About 80 PSOs are currently listed by AHRQ. (29) A provider may enter into more than one PSO relationship. Although most PSO relationships have initially focused on sharing adverse event details, the Act allows any healthcare provider organization to include clinical peer review information in its Patient Safety Evaluation System (PSES). PSES is a regulatory term used to describe the provider’s process and protected space for collecting, managing and analyzing information about patient safety events for the purpose of reporting to a PSO. Since hospitals already have such processes in place, it is not difficult to modify them in accord with the intended PSO relationship. The regulations do not in any way restrict the use of peer review, root cause analysis and other methods of event analysis outside the PSES. They allow flexibility in the structure of the hospital-PSO relationship. For example, the PSO can provide additional expertise to facilitate event analysis or the hospital can maintain its own process and simply report the results. There is no significant downside to PSO reporting. The leadership just needs to become familiar with the subject. At least one readily accessible physician’s guide to PSO reporting offers additional information. (30)

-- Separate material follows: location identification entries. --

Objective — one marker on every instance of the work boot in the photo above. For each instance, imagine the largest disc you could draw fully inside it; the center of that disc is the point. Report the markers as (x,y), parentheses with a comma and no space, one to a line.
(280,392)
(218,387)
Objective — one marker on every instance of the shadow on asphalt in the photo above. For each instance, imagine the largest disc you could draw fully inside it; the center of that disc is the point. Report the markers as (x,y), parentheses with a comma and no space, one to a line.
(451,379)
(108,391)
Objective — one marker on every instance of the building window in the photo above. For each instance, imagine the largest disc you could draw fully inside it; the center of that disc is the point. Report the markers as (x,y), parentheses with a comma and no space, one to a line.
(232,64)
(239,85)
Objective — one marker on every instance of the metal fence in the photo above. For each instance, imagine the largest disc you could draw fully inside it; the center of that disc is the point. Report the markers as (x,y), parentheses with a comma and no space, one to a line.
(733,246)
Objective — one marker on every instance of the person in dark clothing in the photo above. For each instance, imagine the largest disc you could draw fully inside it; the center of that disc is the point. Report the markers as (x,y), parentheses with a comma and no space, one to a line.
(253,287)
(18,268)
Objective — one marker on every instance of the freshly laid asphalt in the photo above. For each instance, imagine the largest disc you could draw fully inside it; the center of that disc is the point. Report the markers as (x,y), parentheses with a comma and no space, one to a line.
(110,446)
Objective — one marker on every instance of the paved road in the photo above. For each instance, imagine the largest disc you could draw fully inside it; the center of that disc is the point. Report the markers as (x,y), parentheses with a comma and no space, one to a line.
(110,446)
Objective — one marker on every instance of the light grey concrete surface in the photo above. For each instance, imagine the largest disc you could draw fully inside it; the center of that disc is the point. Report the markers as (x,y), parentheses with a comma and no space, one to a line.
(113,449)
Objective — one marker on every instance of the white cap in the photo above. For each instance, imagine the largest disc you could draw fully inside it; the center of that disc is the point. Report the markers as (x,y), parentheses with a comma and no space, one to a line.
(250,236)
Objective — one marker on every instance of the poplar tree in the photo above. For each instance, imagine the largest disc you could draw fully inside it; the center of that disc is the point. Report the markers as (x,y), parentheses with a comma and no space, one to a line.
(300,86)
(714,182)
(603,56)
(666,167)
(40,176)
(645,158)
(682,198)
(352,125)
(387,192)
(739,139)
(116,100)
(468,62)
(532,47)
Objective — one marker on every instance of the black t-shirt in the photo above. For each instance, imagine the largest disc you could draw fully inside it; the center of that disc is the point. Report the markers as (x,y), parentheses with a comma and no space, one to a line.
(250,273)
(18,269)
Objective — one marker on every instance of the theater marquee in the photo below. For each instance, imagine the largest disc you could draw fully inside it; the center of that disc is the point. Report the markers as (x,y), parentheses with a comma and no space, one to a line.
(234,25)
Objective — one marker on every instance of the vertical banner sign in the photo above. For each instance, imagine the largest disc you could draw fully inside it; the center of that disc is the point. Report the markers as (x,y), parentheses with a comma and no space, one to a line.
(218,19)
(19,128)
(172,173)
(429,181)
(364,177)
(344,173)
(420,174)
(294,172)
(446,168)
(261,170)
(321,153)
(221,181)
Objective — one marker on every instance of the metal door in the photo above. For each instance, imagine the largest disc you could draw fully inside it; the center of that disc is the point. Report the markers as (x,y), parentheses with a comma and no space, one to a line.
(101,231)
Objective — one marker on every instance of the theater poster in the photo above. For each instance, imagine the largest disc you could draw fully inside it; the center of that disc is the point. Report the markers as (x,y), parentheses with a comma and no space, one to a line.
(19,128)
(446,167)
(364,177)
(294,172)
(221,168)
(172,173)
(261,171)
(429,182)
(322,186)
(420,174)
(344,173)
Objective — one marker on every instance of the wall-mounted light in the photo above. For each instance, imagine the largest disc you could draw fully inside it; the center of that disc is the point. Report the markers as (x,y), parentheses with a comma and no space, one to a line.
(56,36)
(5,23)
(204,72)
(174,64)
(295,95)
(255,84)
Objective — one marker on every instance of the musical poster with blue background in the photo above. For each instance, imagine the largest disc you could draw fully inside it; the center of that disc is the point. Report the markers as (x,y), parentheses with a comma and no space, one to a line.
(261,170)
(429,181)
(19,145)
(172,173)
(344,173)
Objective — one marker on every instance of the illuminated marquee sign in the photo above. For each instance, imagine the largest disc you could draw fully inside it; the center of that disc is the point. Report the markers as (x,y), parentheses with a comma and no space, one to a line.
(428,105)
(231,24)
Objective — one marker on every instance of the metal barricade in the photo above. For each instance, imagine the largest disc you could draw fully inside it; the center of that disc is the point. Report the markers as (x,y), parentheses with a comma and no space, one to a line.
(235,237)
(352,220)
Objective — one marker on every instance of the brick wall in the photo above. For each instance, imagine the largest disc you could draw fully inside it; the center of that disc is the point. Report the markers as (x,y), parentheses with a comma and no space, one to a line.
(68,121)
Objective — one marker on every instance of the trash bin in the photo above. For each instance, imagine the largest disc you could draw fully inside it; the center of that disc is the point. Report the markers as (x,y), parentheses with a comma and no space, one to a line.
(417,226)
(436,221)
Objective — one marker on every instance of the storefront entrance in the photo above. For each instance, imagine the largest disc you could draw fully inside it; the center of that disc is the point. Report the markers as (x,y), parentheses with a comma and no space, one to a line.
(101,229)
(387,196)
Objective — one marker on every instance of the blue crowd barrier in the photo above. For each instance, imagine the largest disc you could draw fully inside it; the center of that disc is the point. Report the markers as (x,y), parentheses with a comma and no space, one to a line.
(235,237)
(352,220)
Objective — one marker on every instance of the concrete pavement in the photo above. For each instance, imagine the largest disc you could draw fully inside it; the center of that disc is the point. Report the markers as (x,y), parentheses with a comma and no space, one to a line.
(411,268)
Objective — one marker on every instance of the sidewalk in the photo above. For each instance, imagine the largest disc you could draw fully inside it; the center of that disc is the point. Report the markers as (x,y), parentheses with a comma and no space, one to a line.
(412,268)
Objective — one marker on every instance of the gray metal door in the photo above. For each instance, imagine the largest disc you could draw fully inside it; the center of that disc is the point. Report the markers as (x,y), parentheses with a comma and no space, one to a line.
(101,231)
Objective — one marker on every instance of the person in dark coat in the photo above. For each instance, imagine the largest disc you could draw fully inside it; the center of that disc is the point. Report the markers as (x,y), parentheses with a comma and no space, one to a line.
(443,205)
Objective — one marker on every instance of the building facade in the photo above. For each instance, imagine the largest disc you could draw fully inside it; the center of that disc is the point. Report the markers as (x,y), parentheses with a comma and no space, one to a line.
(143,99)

Thus, it is relatively simple to establish a PSO relationship to promote and protect self-reporting of adverse events and hazardous conditions. The essential operational detail to be worked out with the PSO is the mechanism for reporting. Although electronic methods best support data aggregation, they are not required under the regulations. The hospital also needs to modify the peer review policy with language such as: "No medical staff member shall be subject to disciplinary action in relation to cases that are self-referred for peer review, in the absence of reckless disregard for patient safety." While this policy alone might be useful to promote self-reporting, the umbrella of Federal protections is indispensible in states with poor statutory protections for peer review. Furthermore, the commitment to PSO reporting reinforces the intent of the program, testifies to the integrity of leadership, and provides additional collateral to build trust among skeptics. Moreover, under the Affordable Care Act, beginning in 2015, hospitals with more than 50 beds must have a PSES to contract with a qualified health plan. The potential benefits of self-reporting offer a good reason not to procrastinate.

Self-reporting connects the individual to the group. In effect, each report acknowledges individual limitations, reveals vulnerability to system defects, invites exploration of root causes and preventive strategies, provides an opportunity to give solace to the “second victim”, and contributes to organizational learning. Initially, self-reporting would enhance rather than supplant other methods of adverse event identification. For self-referral to payoff, it needs to be complemented by peer reviewer training in basic quality improvement principles and methods. Graber has clearly demonstrated that this is easy to do and, of itself, greatly improves reviewer participation and program effectiveness. (31) There must also be a simple mechanism to hand off issues that might exceed a peer review committee’s scope of authority or resources. The growth of a learning environment promotes a culture of safety, in which hazardous conditions may be more readily recognized and corrected before an event occurs.

Conclusions

The ability to learn from experience is essential for organizational progress. The tools for removing a major block to learning in health care are now at hand. They could quickly bring physicians back to the forefront of the patient safety movement. They may be of equal value for nursing, particularly where there is commitment to the American Nursing Association’s Magnet Program, which mandates a nursing peer review process. Hospital and physician leaders should consider promoting self-reporting of adverse events and adopt QI model clinical peer review process. This is not the only way to engage physicians in safety, but it builds on familiar processes, corrects significant problems, requires minimal investment, and is simple to implement. Longer term, it may pave the way for the development of new methods of inter-disciplinary teamwork to analyze and reduce adverse events. Peer review must be done. Why not seek to harness its full potential?